A group of 24 Senate Republicans have criticized the Biden administration for proposing tax hikes in the 2025 budget that they believe will hinder domestic energy production. Led by Sen. John Barrasso, the lawmakers sent a letter to Treasury Secretary Janet Yellen expressing concerns over the more than $110 billion in tax increases targeting oil, gas, and coal production.
The Republicans argue that such actions would lead to higher energy prices for Americans and allies globally. They accused the administration of weaponizing the tax code against U.S. energy producers and expressed alarm at the belief that utilizing the nation's natural resources could harm long-term energy security.
The Treasury Department's green book accompanying the budget outlines plans to remove tax incentives worth $110 billion from the energy industry.

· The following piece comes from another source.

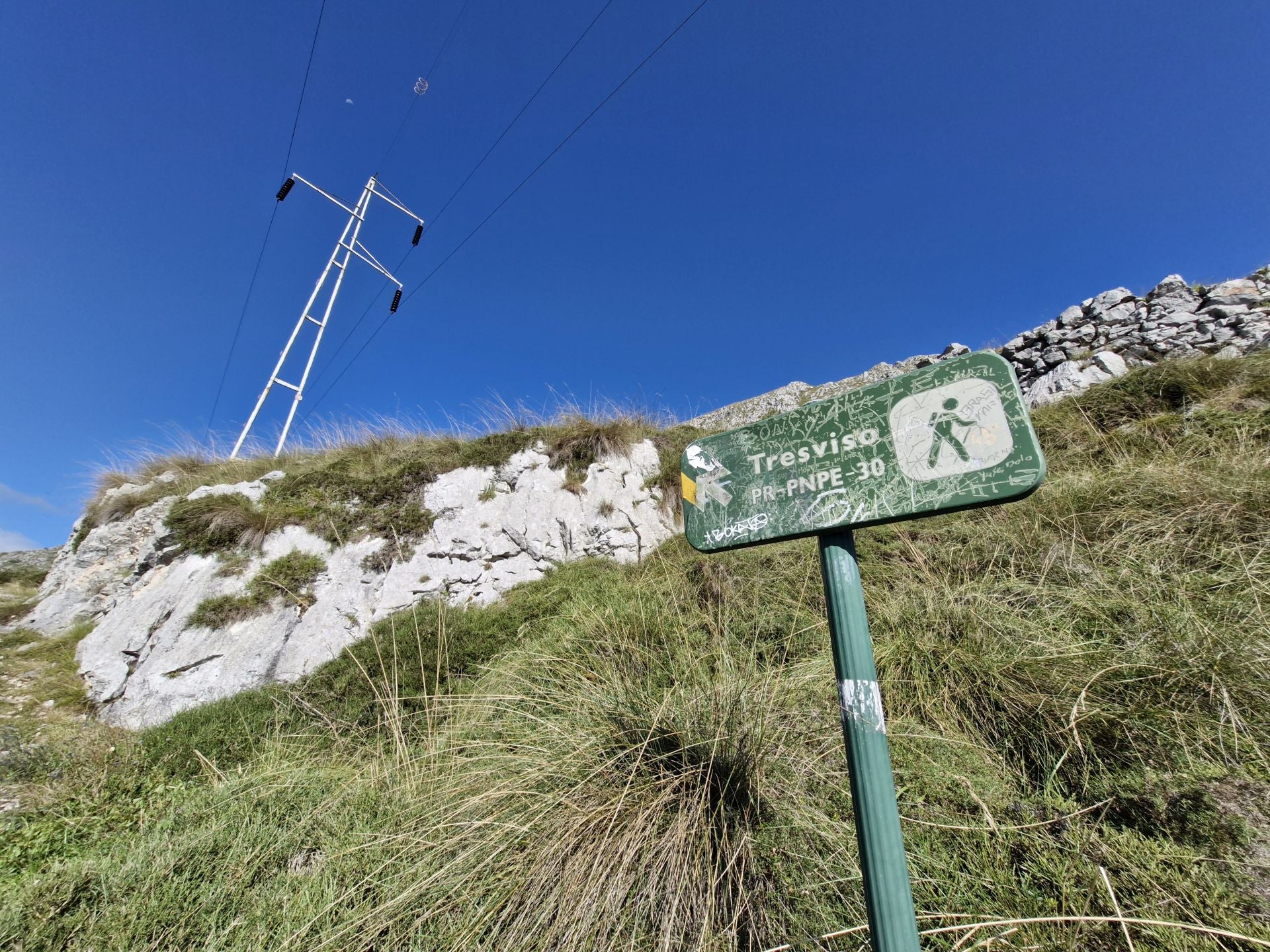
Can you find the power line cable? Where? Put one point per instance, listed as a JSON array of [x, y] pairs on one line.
[[419, 95], [508, 197], [259, 258], [464, 183]]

The rationale provided is that current tax preferences distort markets by favoring fossil fuel investments over a neutral system, which is seen as detrimental to energy security and inconsistent with clean energy goals.
Specific incentives targeted for removal include the intangible drilling costs and percentage depletion incentives, which the Republicans argue will chill investment in conventional energy production.
In response to the letter, the Treasury Department highlighted the administration's focus on green energy investments and the Inflation Reduction Act, emphasizing record-high oil production under the Biden-Harris Administration and the surge in U.S. energy production.
Notably, a report from the Department of Energy's Energy Information Administration revealed that renewable energy sources receive significantly larger taxpayer subsidies compared to the fossil fuel industry. Despite accounting for 21% of domestic electricity production, renewable sources like wind and solar power received $83.8 billion in subsidies, the highest among all categories.
Senators including John Thune, Shelley Moore Capito, Tim Scott, Mike Crapo, and James Risch also signed the letter expressing concerns over the proposed tax changes in the budget.